A little less than three years ago, my old friend Kevin McLeod wrote an article that stuck in my brain, decrying for-profit prisons (courtesy the Way Back machine); since then Vicky Pelaez, Kevin Matthews, the FindLaw organization, and Katie Rose Quandt have addressed various facets of this little industry:
One of the most perverse incentives in a privately run prison system is that the more prisoners a company houses, the more it gets paid. This leads to a conflict of interest on the part of privately run prisons where they, in theory, are incentivized to not rehabilitate prisoners. If private prisons worked to reduce the number of repeat offenders, they would be in effect reducing the supply of profit-producing inmates.
But none have really considered taking the next step in their criticisms: abstracting from the immediate situation to attempt to understand how to prevent such mistakes in the future.
Let’s consider something else that can get my knickers in a knot – the businessman who decides to run for office and repeatedly offers up his businessman experience, his acumen, as his credentials that makes him qualified for office – H. Ross Perot being the best known example in my lifetime (“I just want to get under the hood and fix things.”). So what’s wrong with this picture?
What we’re forgetting is that the goal of business – commerce – is NOT the goal of the government. I’m finding it a little hard to articulate the goals of government that are not objectionable to someone out there, so I’ll suggest that, if only currently, the goals of government are to protect society from outside intervention; and regulate the internal interactions of society, individually and collectively, such that, well, colloquially, everyone is equally unhappy; or that everyone is justly, according to their actions, treated.

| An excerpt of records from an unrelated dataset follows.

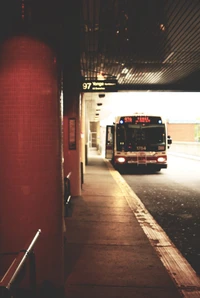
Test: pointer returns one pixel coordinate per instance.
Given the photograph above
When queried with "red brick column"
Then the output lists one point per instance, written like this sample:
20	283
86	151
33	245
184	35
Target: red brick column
31	195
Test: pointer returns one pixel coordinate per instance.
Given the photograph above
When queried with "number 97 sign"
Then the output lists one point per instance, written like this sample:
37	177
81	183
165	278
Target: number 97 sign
86	86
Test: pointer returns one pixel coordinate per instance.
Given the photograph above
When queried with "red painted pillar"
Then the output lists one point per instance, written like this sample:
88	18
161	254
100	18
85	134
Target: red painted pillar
31	195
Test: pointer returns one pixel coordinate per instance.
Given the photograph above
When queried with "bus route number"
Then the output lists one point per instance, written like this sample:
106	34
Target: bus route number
86	86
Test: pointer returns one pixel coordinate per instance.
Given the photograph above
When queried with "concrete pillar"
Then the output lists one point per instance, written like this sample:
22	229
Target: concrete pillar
71	96
31	180
83	153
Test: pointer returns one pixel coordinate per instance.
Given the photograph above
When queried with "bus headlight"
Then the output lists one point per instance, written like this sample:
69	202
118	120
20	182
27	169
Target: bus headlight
121	159
161	159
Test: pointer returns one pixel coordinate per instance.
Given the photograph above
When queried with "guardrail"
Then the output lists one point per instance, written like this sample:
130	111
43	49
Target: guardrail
8	282
67	192
190	148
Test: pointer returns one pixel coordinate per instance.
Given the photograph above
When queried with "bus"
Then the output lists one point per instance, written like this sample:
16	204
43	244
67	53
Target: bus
136	141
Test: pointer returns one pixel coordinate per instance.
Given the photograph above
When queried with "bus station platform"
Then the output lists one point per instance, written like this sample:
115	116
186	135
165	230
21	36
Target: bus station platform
114	248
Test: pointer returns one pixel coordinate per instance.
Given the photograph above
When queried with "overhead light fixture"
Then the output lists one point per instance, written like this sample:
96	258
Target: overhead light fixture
101	95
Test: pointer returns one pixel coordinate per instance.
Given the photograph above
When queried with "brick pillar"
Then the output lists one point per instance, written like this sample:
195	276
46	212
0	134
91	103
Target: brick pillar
30	155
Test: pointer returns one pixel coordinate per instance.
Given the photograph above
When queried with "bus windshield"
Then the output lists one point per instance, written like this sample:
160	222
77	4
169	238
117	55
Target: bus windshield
134	137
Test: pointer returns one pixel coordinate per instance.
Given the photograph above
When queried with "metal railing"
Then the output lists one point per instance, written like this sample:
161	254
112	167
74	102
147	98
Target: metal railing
8	282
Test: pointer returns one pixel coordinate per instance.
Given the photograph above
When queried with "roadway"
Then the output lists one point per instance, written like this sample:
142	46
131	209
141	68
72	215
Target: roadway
172	197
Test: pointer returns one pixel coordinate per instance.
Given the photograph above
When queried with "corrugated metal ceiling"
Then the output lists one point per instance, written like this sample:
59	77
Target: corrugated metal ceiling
140	42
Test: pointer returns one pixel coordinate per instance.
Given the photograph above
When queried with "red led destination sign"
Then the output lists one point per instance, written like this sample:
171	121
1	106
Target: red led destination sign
141	120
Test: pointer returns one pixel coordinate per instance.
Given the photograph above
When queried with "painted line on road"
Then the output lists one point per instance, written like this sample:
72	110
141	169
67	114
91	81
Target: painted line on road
177	266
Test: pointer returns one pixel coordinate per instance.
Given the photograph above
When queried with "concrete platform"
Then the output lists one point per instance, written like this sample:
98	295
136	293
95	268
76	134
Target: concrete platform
107	253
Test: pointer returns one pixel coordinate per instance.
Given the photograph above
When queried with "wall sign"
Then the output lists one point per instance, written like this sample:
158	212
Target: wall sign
72	133
99	86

As the one is not the other, it seems reasonable to propose a simple principle by which we can avoid future mistakes: those activities, supporting the goals of government, which may reasonably be undertaken by government, should always be taken care of by government. It is not a necessity that government be absolutely lean; showing a profit at the end of the year is not a requirement, although certainly a large deficit can be a drag on the economy. When the principle is abrogated, we find such distasteful activities as companies lobbying for longer prison sentences solely to inflate their bottom line.
And even when the principle is technically not abrogated, we still find such problems: simply consider the Military-Industrial Complex.